Hepatite C – causas e sintomas


A hepatite C é uma doença viral que leva à inflamação do fígado e raramente desperta sintomas, sendo assim, a maioria das pessoas que possui a doença não sabe que são portadores de hepatite C, muitas vezes descobre através de uma doação de sangue ou pela realização de exames de rotina, ou quando aparecem os sintomas de doença avançada do fígado, o que geralmente acontece décadas depois.

A hepatite C é causada por um vírus e sua transmissão ocorre por meio do contato com sangue contaminado, seja por transfusão de sangue, acidentes com material contaminado, no caso de trabalhadores na área da saúde, ou por meio de drogas injetáveis.

Hepatite C – causas e sintomas

A transmissão de mãe para filho é rara, cerca de 5%, ocorre no momento do parto. A maioria dos estudos não conseguiu comprovar a transmissão da hepatite C por contato sexual.

A hepatite C apresenta duas características importantes: a primeira é o fato de tratar-se de uma infecção que pode permanecer assintomática até fases avançadas. A destruição do fígado ocorre lentamente, e, às vezes, os sintomas só surgem muitos anos depois da contaminação e a maioria dos pacientes infectados pelo vírus não suspeita da contaminação.

A doença pode manifestar-se nas formas aguda e crônica, sendo que, a maioria das pessoas que está infectada com o vírus, tem hepatite C crônica, pois a doença geralmente não manifesta sintomas em sua fase inicial. Os sintomas da hepatite C aguda incluem mal-estar, náuseas e vômitos, icterícia (pele amarelada), comichão pelo corpo, cansaço, e dor abdominal na região do fígado (abaixo das costelas à direita). Os seguintes sintomas também podem ocorrer com a infecção por hepatite C, e são decorrentes da doença do fígado avançada:

  • Dor abdominal
  • Inchaço abdominal
  • Sangramento no esôfago ou no estômago
  • Urina escura
  • Fadiga
  • Febre
  • Coceira
  • Icterícia
  • Perda de apetite
  • Náusea e vômitos
Hepatite C

Hepatite C

Mais sobre a Hepatite C

O grande risco da hepatite C é quando esta se torna uma infecção crônica. Depois da contaminação, sintomática ou não, apenas 20% dos pacientes conseguem se livrar espontaneamente do vírus C. Os outros 80% permanecem infectados pelo resto da vida. São estes que sofrerão as complicações da hepatite C. Considera-se infecção crônica se o vírus ainda estiver presente no organismo após 6 meses de contaminação. Se após 6 meses, o sistema imunológico não conseguiu se livrar do vírus, a chance de cura espontânea posterior é baixíssima.

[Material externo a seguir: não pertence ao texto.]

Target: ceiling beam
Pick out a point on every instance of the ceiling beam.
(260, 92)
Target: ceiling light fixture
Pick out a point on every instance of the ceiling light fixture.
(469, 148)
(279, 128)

Veja algumas maneiras de prevenir a Hepatite C:

  • Não utilizar drogas injetáveis;
  • Não compartilhar seringas ou outros objetos cortantes;
  • Verificar se todo material usado em coleta de sangue para exames ou aplicação de remédios injetáveis é descartável;
  • Usar somente o seu material individual de limpeza e remoção de cutículas quando for à manicure;
  • Não fazer sexo sem camisinha;
  • Fazer piercings, tatuagens e acupuntura apenas em locais bem higienizados e com agulhas e materiais descartáveis;
  • Vacinar-se contra as Hepatites A e B para evitar as outras formas da doença;
  • Verificar as condições de higiene dos hospitais onde fizer transfusão de sangue, afinal esta é uma das maneiras mais fáceis de adquirir o vírus.

O tratamento da doença é feito por meio de uma combinação de uma injeção de substância antiviral produzida pelo nosso corpo contra o VHC que deve ser aplicada três vezes na semana e uma droga de uso oral chamada ribaveriva. O tratamento pode durar entre seis meses e um ano e as substâncias usadas são distribuídas gratuitamente pelo SUS.